Some radicals even favoured a secret ballot.
“To me,” Bocton confessed, “that seems a cowardly underhand sort of method which no honest man should support. But perhaps, Mr Carpenter, you can convince me otherwise.”
But the real test came over the question of who was to vote. “Is it really your belief, Mr Carpenter,” he asked, “that every man – the journeyman you have to dismiss for drunkenness, the apprentice, the beggar in the workhouse even – should have the same right to elect the country’s governors as you?”
And just as he suspected, Carpenter hesitated. It was a question that had been haunting the reform movement for years. The purists believed that all men, no matter what their condition, should vote. Ten years ago, Carpenter would have agreed; but as he grew older, he had started having doubts. Were the twenty people he employed really ready for so much responsibility?
“Men who pay taxes should vote.” Solid citizens. Men like him.
“Precisely,” said Lord Bocton
That women also might vote had never occurred to either of them.
“My title,” Bocton reminded Carpenter, “as the heir to the Earl of St James, is
only a courtesy title. My father sits in the House of Lords but I may sit in the Commons.” It was a route that politically minded aristocrats often liked to follow. “At the next election I intend to stand for the St Pancras seat,” he continued. “Though I am of course a Tory, I give you my word that I will vote for reform. I want you to support me.”
“But why?” the bemused radical demanded. “Why should you want reform?”
The reason why Bocton, and a number of Tories like him, had suddenly swung round in favour of reform had nothing whatever to do with the merits of the case. It had to do with the Catholics in Ireland.
The previous year, in an unexpected by-election, a prominent Irish Catholic had been elected to the British Parliament. Under the existing rules, he could not take his seat. “But if we force the issue the Irish may revolt,” Wellington regretfully concluded. “The king’s government must be carried on.” To his pragmatic soldier’s mind it was a question of duty.
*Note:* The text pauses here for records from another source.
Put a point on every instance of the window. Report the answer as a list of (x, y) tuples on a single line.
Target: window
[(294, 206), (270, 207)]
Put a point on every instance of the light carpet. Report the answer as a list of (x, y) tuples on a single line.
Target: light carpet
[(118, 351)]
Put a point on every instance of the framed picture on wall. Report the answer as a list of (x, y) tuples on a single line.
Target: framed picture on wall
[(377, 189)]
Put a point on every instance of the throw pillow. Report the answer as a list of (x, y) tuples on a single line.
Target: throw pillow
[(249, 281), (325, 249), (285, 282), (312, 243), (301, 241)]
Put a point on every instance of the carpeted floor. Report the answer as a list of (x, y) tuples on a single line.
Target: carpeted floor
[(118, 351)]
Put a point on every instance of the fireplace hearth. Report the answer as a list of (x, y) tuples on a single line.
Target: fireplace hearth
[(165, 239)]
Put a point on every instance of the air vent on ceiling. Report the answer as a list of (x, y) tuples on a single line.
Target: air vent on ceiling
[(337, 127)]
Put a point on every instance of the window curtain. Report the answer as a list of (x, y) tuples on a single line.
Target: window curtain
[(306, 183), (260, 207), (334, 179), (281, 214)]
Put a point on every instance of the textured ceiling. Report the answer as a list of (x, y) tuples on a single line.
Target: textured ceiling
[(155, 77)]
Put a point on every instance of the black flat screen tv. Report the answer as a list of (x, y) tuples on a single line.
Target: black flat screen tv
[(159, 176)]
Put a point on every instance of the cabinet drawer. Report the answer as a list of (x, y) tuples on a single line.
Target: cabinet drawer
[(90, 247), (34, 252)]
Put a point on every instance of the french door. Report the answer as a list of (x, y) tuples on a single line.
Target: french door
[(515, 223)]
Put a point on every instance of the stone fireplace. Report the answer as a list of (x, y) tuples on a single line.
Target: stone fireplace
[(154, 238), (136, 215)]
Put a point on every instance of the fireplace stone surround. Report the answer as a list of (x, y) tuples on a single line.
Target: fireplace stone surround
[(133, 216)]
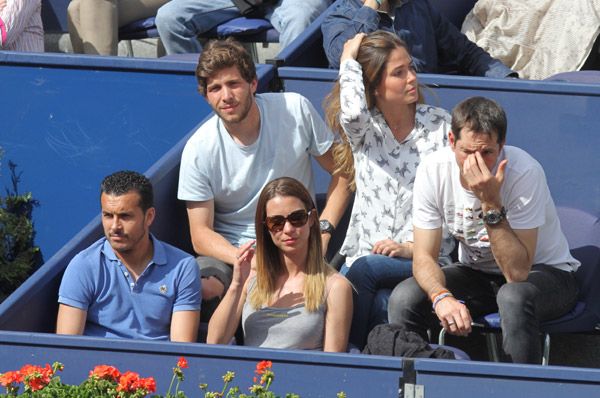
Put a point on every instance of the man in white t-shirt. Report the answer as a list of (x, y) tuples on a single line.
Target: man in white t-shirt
[(513, 257), (251, 140)]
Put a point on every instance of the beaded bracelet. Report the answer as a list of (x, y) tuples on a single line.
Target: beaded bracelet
[(440, 297)]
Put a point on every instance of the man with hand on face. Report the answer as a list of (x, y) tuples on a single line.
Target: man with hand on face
[(129, 284), (252, 139), (434, 43), (513, 257)]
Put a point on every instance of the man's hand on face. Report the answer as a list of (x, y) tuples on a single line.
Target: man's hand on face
[(479, 179)]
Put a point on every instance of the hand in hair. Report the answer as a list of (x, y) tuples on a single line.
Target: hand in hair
[(351, 47), (243, 263)]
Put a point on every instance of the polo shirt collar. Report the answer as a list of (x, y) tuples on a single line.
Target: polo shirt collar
[(159, 257)]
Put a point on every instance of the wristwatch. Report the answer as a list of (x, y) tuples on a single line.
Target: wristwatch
[(494, 217), (326, 227)]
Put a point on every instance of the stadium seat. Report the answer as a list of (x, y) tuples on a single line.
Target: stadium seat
[(583, 235)]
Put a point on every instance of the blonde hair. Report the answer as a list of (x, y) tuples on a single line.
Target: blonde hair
[(269, 263), (373, 54)]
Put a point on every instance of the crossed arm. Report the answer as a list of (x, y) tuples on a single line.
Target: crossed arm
[(184, 324), (338, 195)]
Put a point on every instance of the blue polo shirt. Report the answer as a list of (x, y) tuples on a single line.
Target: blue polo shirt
[(97, 282)]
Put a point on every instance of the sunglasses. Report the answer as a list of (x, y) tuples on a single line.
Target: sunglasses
[(297, 218)]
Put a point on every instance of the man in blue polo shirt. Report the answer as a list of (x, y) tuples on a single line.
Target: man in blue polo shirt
[(129, 284)]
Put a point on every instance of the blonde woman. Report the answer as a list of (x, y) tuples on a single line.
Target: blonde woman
[(293, 299), (376, 107)]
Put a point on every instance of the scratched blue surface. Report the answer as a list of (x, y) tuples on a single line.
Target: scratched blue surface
[(67, 126)]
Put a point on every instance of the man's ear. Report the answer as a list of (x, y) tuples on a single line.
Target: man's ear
[(451, 139), (150, 214)]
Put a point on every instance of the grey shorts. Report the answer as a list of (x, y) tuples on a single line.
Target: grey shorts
[(210, 266)]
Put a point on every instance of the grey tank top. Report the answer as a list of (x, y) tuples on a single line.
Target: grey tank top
[(292, 328)]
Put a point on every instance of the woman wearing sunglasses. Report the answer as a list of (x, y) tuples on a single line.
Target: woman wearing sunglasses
[(376, 107), (293, 299)]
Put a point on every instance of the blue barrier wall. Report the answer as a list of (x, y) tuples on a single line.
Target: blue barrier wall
[(154, 115), (71, 120), (310, 374)]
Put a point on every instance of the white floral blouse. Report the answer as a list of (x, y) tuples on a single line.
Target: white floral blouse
[(385, 168)]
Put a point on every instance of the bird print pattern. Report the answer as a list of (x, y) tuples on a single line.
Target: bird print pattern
[(385, 168)]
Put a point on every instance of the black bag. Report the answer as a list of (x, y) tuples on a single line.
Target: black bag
[(394, 340), (252, 8)]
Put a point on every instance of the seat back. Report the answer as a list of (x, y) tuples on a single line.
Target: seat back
[(582, 231), (139, 29)]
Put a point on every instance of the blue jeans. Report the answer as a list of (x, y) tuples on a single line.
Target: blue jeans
[(179, 22), (373, 277), (548, 293)]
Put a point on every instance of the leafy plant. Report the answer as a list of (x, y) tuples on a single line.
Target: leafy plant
[(18, 255), (106, 381)]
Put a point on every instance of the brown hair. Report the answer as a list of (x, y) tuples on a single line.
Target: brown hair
[(373, 54), (481, 115), (269, 264), (221, 54)]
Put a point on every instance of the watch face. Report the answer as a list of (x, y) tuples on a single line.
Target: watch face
[(325, 226), (494, 217)]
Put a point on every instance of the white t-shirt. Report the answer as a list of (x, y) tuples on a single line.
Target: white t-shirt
[(213, 166), (440, 199)]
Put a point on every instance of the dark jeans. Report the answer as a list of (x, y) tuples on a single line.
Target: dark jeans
[(373, 276), (547, 293)]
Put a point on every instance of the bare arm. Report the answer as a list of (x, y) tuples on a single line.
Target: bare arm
[(338, 27), (226, 318), (205, 240), (339, 315), (338, 195), (184, 326), (453, 315), (514, 250), (16, 15), (70, 320)]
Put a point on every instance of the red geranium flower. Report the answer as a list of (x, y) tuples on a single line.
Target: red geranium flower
[(127, 381), (182, 363), (11, 377), (263, 366), (105, 372), (36, 377), (148, 384)]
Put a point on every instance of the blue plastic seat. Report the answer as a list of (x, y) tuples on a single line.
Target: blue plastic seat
[(583, 235), (140, 29)]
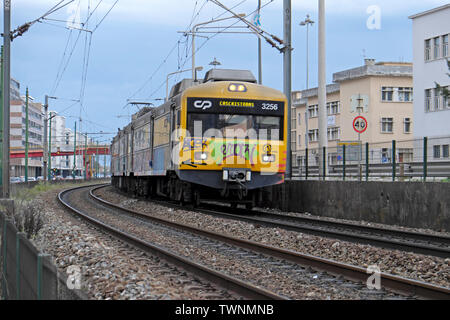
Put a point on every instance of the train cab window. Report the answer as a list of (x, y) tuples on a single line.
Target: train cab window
[(198, 123), (269, 127), (239, 126), (234, 124)]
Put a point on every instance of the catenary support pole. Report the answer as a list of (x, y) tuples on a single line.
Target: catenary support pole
[(74, 151), (1, 117), (6, 95), (287, 66), (425, 158), (259, 48), (45, 158), (50, 148), (26, 134), (322, 94)]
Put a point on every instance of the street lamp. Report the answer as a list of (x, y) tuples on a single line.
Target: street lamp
[(215, 63), (307, 22)]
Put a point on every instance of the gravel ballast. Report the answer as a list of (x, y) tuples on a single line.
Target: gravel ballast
[(419, 267), (109, 268)]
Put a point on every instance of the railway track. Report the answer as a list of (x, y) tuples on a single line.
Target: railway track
[(235, 285), (416, 242), (422, 243), (403, 286)]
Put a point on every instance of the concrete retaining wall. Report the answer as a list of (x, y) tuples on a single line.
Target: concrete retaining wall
[(409, 204)]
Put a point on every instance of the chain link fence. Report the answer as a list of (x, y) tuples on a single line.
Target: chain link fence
[(426, 159), (27, 274)]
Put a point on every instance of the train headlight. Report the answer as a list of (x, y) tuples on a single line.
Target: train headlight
[(198, 156), (269, 158), (236, 87)]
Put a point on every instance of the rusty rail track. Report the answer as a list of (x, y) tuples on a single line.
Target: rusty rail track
[(393, 283), (227, 282)]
And after considerable arm-twisting the Tory ministry had actually combined with the Whigs to pass a law giving Catholics the same rights as Dissenters. But it was a politically dangerous course.
By the spring of 1829, solid Tories in the shires found themselves agreeing with Wesleyan shopkeepers. “England’s Protestant,” they declared. “Why else did we throw out the Stuarts? The government and their placemen are selling us down the river. If they’ll give way over Catholics, what will they give way over next?”
“Indeed,” Bocton told Carpenter with disarming frankness, “some of us are even wondering if we’d be better off with men elected by sound fellows from the middle classes, than these placemen with no principles. I don’t much like reform, but perhaps sensible reform is better than chaos.”
The two men looked at each other. They had a mutual interest. They did a deal.
One thing puzzled Carpenter a little. Having come to an understanding with his former enemy, he ventured to ask: “So does this mean, my lord, that your father is pleased with you now?”